Thanks a lot for the job! But how can I use it. I added DrainStop
to children following the doc.
And run
iex -S mix phoenix.server
Erlang/OTP 19 [erts-8.0.2] [source-9503fff] [64-bit] [smp:4:4] [async-threads:10] [hipe] [kernel-poll:false]
[info] Running MyPro.Endpoint with Cowboy using http://localhost:4000
Interactive Elixir (1.3.2) - press Ctrl+C to exit (type h() ENTER for help)
iex(1)> Application.stop(:my_pro)
[info] stop listening
[info] DrainStop starting graceful shutdown with timeout: 10000
[info] DrainStop Successful, no more connections
:ok
[info] Application star_way_bff exited: :stopped
Perfect! it works! But how can I do it for production? Phoenix server will be started as daemon , how can I stop that application?

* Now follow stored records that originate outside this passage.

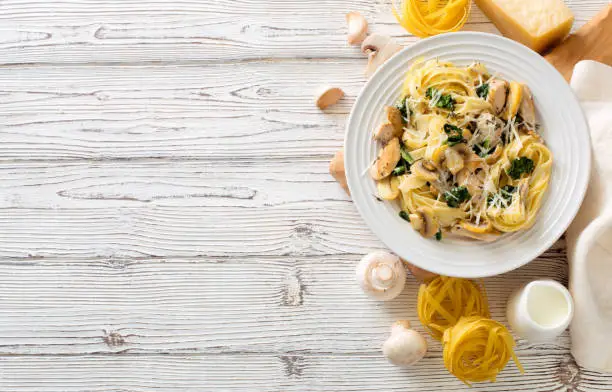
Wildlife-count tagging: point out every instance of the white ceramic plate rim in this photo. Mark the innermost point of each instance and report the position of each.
(382, 217)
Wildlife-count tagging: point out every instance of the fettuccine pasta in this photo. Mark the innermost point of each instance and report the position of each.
(469, 161)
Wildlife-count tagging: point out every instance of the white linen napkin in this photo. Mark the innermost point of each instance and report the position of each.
(589, 238)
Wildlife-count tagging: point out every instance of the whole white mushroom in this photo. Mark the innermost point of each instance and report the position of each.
(381, 275)
(405, 346)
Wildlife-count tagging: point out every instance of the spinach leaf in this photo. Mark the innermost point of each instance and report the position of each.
(519, 166)
(456, 196)
(406, 155)
(455, 135)
(402, 105)
(483, 90)
(445, 101)
(505, 192)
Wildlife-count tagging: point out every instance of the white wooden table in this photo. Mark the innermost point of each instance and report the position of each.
(167, 220)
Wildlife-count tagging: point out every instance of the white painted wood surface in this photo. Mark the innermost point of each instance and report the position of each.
(167, 221)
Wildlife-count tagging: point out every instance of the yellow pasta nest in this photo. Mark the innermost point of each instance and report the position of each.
(431, 17)
(477, 349)
(443, 301)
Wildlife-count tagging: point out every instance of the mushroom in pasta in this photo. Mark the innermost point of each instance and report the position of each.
(425, 169)
(492, 158)
(388, 157)
(527, 108)
(423, 221)
(498, 90)
(394, 116)
(473, 181)
(453, 160)
(515, 94)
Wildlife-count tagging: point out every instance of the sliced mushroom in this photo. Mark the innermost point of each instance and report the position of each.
(438, 156)
(385, 132)
(454, 160)
(357, 28)
(423, 221)
(527, 109)
(388, 157)
(425, 169)
(473, 181)
(515, 92)
(492, 158)
(379, 49)
(329, 96)
(394, 116)
(498, 90)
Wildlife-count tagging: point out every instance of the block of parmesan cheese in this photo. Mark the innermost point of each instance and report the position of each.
(538, 24)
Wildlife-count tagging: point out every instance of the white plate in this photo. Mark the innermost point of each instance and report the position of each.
(563, 127)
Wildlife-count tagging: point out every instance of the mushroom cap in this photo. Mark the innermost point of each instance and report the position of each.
(515, 94)
(423, 221)
(527, 108)
(388, 157)
(329, 96)
(394, 116)
(453, 160)
(498, 90)
(357, 28)
(381, 275)
(405, 346)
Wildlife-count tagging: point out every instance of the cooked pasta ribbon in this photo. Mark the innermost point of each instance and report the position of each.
(491, 168)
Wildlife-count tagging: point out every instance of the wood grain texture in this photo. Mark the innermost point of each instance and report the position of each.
(167, 220)
(122, 31)
(216, 305)
(238, 111)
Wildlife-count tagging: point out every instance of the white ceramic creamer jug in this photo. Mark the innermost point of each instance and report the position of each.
(540, 310)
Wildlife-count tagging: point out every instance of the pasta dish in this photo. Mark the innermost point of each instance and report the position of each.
(461, 153)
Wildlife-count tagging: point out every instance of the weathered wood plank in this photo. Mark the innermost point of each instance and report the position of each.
(114, 184)
(277, 373)
(240, 111)
(107, 31)
(127, 209)
(217, 305)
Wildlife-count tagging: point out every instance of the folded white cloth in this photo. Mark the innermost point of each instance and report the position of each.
(589, 238)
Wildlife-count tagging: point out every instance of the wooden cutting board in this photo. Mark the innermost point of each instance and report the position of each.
(593, 41)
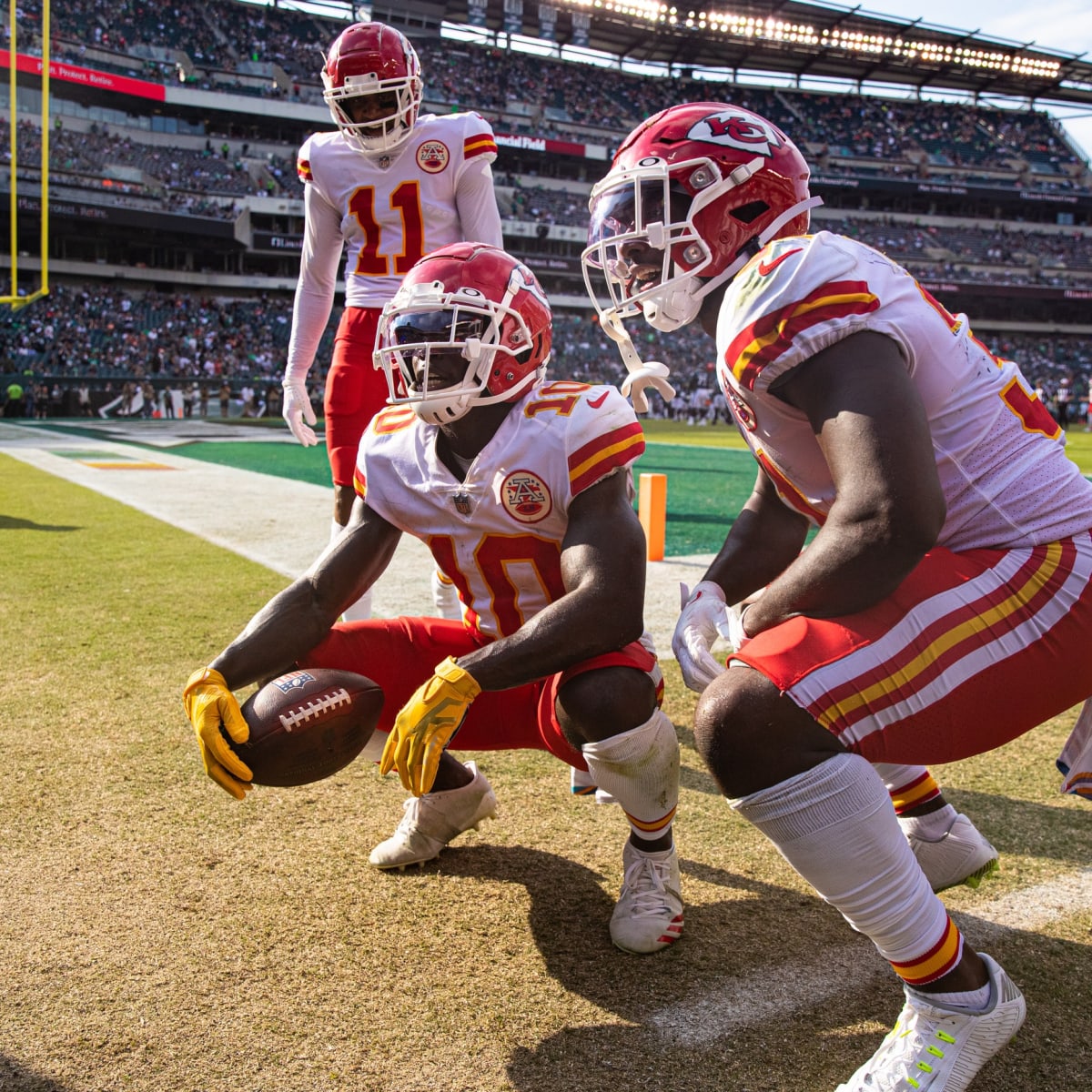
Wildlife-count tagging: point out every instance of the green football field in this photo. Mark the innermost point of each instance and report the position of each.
(157, 935)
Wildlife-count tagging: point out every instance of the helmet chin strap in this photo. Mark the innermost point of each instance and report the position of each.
(751, 248)
(642, 375)
(681, 308)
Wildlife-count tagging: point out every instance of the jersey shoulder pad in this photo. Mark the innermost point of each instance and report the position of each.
(602, 432)
(312, 151)
(795, 298)
(474, 136)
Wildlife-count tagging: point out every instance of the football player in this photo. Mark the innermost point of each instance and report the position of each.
(390, 186)
(522, 490)
(943, 609)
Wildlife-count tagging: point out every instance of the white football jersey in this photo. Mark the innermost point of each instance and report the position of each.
(1000, 457)
(498, 534)
(389, 217)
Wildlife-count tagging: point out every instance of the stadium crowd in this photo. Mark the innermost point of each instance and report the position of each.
(105, 337)
(551, 97)
(103, 334)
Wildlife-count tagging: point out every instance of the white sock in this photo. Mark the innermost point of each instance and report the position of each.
(361, 610)
(973, 1000)
(640, 769)
(932, 827)
(834, 824)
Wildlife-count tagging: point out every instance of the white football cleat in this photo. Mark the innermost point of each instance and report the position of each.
(649, 915)
(937, 1048)
(961, 856)
(432, 820)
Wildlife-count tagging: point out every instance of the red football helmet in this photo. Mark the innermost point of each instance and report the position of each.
(703, 186)
(369, 60)
(469, 326)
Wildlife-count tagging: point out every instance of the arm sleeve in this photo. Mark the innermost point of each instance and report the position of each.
(476, 202)
(318, 276)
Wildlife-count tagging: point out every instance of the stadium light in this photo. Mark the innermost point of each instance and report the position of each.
(778, 31)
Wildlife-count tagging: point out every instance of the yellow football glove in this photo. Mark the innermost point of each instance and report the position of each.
(208, 703)
(425, 725)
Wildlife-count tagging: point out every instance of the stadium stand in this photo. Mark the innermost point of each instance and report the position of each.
(178, 213)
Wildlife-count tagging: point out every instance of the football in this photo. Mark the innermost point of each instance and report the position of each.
(308, 724)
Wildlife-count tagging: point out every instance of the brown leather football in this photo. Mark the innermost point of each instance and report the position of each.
(308, 724)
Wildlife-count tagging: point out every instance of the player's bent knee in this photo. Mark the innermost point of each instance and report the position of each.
(602, 703)
(752, 736)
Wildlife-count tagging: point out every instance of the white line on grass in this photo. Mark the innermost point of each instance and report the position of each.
(778, 991)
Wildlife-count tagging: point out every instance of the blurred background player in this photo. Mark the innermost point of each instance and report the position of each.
(523, 490)
(389, 187)
(945, 605)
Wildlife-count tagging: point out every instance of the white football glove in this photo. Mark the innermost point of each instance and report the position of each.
(298, 413)
(732, 627)
(704, 612)
(651, 375)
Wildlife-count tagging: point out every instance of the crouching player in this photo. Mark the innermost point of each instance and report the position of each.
(523, 491)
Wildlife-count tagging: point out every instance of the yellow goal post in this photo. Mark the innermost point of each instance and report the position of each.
(15, 299)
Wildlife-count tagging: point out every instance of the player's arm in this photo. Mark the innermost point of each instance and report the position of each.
(288, 627)
(314, 300)
(889, 508)
(603, 571)
(476, 203)
(299, 617)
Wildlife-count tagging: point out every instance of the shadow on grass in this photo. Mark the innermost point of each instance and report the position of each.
(15, 523)
(15, 1078)
(769, 989)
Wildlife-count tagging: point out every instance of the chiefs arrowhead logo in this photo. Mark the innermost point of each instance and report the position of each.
(525, 497)
(738, 129)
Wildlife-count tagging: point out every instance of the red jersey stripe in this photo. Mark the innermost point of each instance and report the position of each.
(769, 337)
(605, 453)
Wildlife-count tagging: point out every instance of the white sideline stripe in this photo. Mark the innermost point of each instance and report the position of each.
(778, 991)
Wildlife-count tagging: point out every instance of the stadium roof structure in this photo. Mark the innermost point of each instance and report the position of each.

Is there a mechanism in Elixir can handle Unix killing signals?
You guys have a better idea?
@xingxing not sure if you're still looking for a solution. But I found https://github.com/tsutsu/signal_handler which lets Elixir applications intercept POSIX signals.
@aaronjensen are you planning to package this functionality into a library?
Anybody know if this works with Elixir 1.4.5 and Phoenix 1.3? It doesn't seem to work for me. I put a :timer.sleep/1
in a controller and when I call :init.stop()
the connection is severed.
Doesn't seem to work; Elixir 1.5.2, Phoenix 1.3. It still kills open connections that are being blocked by :timer.sleep/1
, as reported above. Is this just an artifact of using sleep? Will it work in other scenarios? How can I trust it?
For people trying to use it with Phoenix 1.3, maybe take a look at https://github.com/lyokato/the_end
This is already supported by plug_cowboy
(release 2.1.0)
https://hexdocs.pm/plug_cowboy/Plug.Cowboy.Drainer.html
That's great! I'll update the file at the top to say that this is now supported as of plug_cowboy
2.1.0. Thanks for pointing it out.
Thanks for this. I think it'll be a big help for us!